Saturday, December 1, 2012

The Last Great Gold Rush

by Leighton Gage


It's called Serra Pelada.

As a generator of wealth, it can’t compare with South Africa's Witwatersrand.

Ferreira's Camp, (shown above, in a photo from 1886) became the site of modern Johannesburg, and the source of 40% of all the gold ever mined from the earth.

And it isn’t as famous as the discoveries that brought the “forty-niners” to California…


…or the frenzy, in 1897, that provoked a stampede along the Chilcoot Trail into the Yukon River valley.


But it was a great gold rush. And, to date, it is still the last.


Serra Pelada (the name, in Portuguese, means “bald mountain”) is in the Brazilian State of Pará.




And it was there, in January of 1979, that a child found a 6 gram nugget of gold on the property of a farmer named Genésio da Silva.


Within five weeks, 22,000 people had descended on the region.

Pretty impressive, considering the fact that da Silva’s farm was in a rainforest, some 430 KM south of the mouth of the Amazon River, and that the only way to get there was by plane or on foot.

Earth-moving equipment couldn’t be brought-in, because there was no road. The same applied to construction materials. 

Everything had to be done by hand.
The extraction of the gold; the building of a makeshift town; everything.

The finds multiplied.




One was a nugget of 6.8 kilograms (15 pounds). And, when word about that leaked out, the influx of miners doubled. And then doubled again.


In the end, they numbered more than 110,000.


Fights broke out.




The government stepped in and tried to impose some order.




Each miner was entitled to file a claim for a two by three meter plot (6.6 feet by 9.8 feet).




Syndicates were formed, with several men working each plot.




By May, there were 4,000 such claims.


The government banned women and alcohol at the actual site. Causing the nearest settlement, until then an isolated village, to morph into a center of “stores and whores”, where thousands of underage girls worked for flakes of gold, and 60 to 80 murders occurred each month.

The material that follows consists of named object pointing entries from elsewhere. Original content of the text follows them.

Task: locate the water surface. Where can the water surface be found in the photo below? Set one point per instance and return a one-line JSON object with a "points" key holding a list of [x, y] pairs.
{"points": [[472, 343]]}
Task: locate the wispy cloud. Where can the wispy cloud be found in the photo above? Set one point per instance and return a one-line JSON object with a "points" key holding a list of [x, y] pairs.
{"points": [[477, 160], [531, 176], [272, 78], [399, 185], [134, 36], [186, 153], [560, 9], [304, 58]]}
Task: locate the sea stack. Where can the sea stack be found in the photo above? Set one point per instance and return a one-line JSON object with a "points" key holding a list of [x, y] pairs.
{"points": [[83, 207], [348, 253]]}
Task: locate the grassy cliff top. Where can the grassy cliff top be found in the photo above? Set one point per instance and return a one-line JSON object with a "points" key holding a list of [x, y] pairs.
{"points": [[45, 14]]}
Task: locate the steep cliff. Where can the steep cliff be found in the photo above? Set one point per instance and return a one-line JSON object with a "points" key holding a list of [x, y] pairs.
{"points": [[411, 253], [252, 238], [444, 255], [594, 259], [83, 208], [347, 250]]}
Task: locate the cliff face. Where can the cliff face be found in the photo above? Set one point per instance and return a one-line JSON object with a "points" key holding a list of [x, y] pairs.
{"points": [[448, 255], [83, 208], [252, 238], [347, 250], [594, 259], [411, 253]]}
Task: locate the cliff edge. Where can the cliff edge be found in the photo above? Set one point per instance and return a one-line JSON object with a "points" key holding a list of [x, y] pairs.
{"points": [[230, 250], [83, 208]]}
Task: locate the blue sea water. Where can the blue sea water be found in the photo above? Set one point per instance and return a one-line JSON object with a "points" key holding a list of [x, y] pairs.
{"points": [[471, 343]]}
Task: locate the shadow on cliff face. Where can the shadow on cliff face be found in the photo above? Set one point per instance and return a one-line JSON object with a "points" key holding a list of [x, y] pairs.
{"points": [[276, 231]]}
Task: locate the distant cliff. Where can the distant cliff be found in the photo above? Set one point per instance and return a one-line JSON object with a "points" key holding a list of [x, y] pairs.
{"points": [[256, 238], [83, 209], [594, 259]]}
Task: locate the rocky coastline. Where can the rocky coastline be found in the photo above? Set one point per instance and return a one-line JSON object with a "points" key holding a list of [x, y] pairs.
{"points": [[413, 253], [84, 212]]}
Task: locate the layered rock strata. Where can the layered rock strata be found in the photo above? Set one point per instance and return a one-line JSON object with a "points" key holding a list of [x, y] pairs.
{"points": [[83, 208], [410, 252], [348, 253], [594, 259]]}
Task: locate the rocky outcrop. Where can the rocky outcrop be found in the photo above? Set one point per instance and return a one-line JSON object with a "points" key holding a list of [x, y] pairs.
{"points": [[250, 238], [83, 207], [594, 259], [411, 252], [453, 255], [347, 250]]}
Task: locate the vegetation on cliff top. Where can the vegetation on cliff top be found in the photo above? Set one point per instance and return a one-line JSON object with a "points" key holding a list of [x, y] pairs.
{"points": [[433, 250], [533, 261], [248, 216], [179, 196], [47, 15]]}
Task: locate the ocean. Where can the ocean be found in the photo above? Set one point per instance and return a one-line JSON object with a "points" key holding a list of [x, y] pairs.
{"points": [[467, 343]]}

Half a billion dollars worth of gold was extracted within the course of the next five years.




But then it ran out.




Today, the 300 feet-deep pit, once the largest open-air gold mine in the world, is a polluted lake.



And Serra Pelada has become a community of no more than 8,000 people.

Most have no other place to go, or cannot afford to leave.
But there are some who linger-on, still hoping to make their fortune.

In a out-of-the-way place one of its residents now describes as “a hospital for people who suffer from gold fever”.